There seems to be an agreement what "good system" is.
Dr. Griffin also talks about the origins of Engineering - in civil/military engineering first there were "best practices" or "state-of-the art' passed to talented apprentices from successful masters , then there was the science that explained why "the best practices" actually work (structural analysis explained why the bridges didn't fall).
Now in SE we're in the stage of artistry just like other branches of Engineering were in the 19th century.
Until the SE will not be able to provide consistent stream of "good systems" (just like it did in 50s and 60s aerospace and missiles) this profession will suffer more and more indignity from other practitioners.
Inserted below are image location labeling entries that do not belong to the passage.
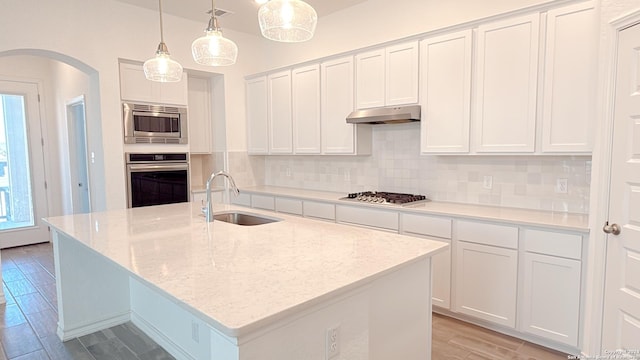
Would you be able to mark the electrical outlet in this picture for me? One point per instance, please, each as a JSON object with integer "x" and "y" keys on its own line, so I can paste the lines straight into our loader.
{"x": 333, "y": 342}
{"x": 562, "y": 186}
{"x": 487, "y": 182}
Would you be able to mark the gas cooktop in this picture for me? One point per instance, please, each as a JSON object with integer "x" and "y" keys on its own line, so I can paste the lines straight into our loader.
{"x": 386, "y": 198}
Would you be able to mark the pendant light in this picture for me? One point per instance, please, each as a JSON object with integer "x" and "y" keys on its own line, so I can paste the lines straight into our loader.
{"x": 287, "y": 20}
{"x": 213, "y": 49}
{"x": 162, "y": 68}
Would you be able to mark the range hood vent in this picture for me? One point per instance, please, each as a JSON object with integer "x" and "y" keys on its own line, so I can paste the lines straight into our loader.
{"x": 385, "y": 115}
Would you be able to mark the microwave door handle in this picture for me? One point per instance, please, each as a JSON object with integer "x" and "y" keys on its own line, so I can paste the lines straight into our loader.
{"x": 158, "y": 167}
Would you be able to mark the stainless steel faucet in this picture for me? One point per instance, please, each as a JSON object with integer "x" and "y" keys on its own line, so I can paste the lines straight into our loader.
{"x": 232, "y": 183}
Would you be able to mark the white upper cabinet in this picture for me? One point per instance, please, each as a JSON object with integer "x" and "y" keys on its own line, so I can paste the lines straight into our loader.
{"x": 338, "y": 137}
{"x": 306, "y": 109}
{"x": 135, "y": 87}
{"x": 506, "y": 85}
{"x": 445, "y": 95}
{"x": 370, "y": 79}
{"x": 200, "y": 120}
{"x": 401, "y": 75}
{"x": 388, "y": 76}
{"x": 257, "y": 111}
{"x": 280, "y": 119}
{"x": 570, "y": 75}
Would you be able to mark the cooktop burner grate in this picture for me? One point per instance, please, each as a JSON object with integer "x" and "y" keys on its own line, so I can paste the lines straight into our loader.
{"x": 385, "y": 197}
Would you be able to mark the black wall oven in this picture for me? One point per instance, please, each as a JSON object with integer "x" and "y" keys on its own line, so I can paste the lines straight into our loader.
{"x": 156, "y": 179}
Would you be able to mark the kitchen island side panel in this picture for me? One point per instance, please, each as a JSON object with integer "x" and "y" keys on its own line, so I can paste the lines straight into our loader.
{"x": 92, "y": 291}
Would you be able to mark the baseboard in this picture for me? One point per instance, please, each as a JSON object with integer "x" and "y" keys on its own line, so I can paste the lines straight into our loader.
{"x": 68, "y": 334}
{"x": 568, "y": 349}
{"x": 171, "y": 347}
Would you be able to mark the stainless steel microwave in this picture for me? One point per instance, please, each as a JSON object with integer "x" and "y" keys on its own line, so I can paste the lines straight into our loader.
{"x": 154, "y": 124}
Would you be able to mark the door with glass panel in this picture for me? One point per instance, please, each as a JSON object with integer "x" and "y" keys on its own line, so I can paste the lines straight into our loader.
{"x": 23, "y": 198}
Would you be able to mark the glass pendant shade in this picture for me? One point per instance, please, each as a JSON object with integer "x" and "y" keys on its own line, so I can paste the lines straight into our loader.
{"x": 287, "y": 20}
{"x": 162, "y": 68}
{"x": 213, "y": 49}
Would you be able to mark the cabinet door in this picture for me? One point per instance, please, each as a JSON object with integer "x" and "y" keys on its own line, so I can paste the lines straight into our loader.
{"x": 506, "y": 85}
{"x": 401, "y": 75}
{"x": 338, "y": 137}
{"x": 199, "y": 115}
{"x": 370, "y": 79}
{"x": 280, "y": 121}
{"x": 570, "y": 76}
{"x": 133, "y": 84}
{"x": 551, "y": 302}
{"x": 486, "y": 282}
{"x": 306, "y": 109}
{"x": 445, "y": 93}
{"x": 441, "y": 278}
{"x": 257, "y": 112}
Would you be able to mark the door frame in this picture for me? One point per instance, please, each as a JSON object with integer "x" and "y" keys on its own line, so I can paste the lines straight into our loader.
{"x": 42, "y": 151}
{"x": 81, "y": 99}
{"x": 601, "y": 186}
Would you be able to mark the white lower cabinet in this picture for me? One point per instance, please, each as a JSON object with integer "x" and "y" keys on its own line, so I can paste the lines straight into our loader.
{"x": 436, "y": 228}
{"x": 551, "y": 301}
{"x": 550, "y": 306}
{"x": 487, "y": 282}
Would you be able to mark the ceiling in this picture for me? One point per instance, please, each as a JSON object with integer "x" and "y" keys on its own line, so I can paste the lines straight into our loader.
{"x": 243, "y": 14}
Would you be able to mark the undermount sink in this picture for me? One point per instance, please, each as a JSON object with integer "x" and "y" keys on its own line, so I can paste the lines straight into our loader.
{"x": 244, "y": 219}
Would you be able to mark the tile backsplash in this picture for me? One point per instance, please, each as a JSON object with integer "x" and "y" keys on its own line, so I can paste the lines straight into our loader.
{"x": 529, "y": 182}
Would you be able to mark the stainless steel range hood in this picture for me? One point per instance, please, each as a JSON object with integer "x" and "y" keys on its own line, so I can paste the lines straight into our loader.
{"x": 385, "y": 115}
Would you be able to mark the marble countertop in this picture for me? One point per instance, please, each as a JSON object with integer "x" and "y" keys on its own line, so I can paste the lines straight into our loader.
{"x": 557, "y": 220}
{"x": 241, "y": 278}
{"x": 203, "y": 188}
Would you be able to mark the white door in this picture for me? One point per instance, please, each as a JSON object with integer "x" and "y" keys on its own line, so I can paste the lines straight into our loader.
{"x": 23, "y": 198}
{"x": 621, "y": 327}
{"x": 76, "y": 123}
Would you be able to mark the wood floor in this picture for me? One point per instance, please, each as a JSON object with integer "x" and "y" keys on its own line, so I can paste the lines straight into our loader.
{"x": 28, "y": 323}
{"x": 456, "y": 340}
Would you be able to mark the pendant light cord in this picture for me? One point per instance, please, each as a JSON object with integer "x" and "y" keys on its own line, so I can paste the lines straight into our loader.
{"x": 161, "y": 33}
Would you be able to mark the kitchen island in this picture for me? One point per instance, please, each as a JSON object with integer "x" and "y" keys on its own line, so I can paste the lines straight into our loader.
{"x": 291, "y": 289}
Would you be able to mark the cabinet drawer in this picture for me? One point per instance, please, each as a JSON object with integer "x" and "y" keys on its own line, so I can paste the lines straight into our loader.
{"x": 488, "y": 234}
{"x": 367, "y": 217}
{"x": 242, "y": 199}
{"x": 426, "y": 225}
{"x": 319, "y": 210}
{"x": 263, "y": 202}
{"x": 553, "y": 243}
{"x": 289, "y": 206}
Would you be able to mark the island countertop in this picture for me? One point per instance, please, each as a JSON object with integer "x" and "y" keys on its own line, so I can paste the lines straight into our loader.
{"x": 241, "y": 278}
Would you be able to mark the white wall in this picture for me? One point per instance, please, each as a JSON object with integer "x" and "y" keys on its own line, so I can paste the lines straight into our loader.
{"x": 69, "y": 83}
{"x": 93, "y": 35}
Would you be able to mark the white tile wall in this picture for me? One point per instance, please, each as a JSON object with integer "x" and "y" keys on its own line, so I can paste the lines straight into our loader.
{"x": 518, "y": 181}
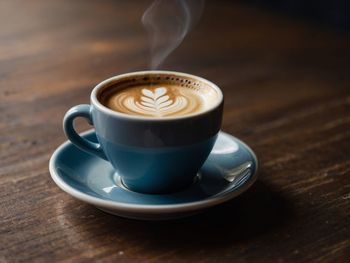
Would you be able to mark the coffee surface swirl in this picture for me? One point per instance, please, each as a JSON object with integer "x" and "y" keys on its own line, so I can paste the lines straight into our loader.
{"x": 159, "y": 100}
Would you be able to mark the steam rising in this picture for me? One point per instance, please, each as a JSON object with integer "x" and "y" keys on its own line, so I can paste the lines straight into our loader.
{"x": 168, "y": 22}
I'll dare to say that the the Software Engineering is in the very same position, even that the SWE and SE are in the same category of "Complexity Engineering".
It's ironic that the ubiquity of SW in our world, increasing reliance of systems on the SW components and the williness of the public (until the Apple revolution) to accept non-elegant SW (Microsoft?) will not harm the SWE but will harm SE that builds non-elegant systems based on non-elegant software. Vulnerability of critical systems to cyber-attacks is seen as the SE problem not the SWE problem, while any success of anti-hacker software will be credited to SWE and the success of systemic solution to the same problem will go unnoticed.
Just as the UK INCOSE brochure states - bad SE is in the news, good SE is invisible.
As I said earlier - our profession suffers from the fact that its successes are not celebrated anymore (as the Apollo's success was).
Have we examples to celebrate "good systems' and credit them to the success of the SE? These will be the examples for the "elevator's speech" - "I'm the Systems Engineer and I'll do for you what my collegues did for those guys!". Anyone?
So I'll dare to predict that if the SE will not find the way of consistently bringing to life "elegant systems" and receive the credit for this our profession will wane and disappear. The future is in systems. But if consistent methods will be found then the sky (or space) is not the limit!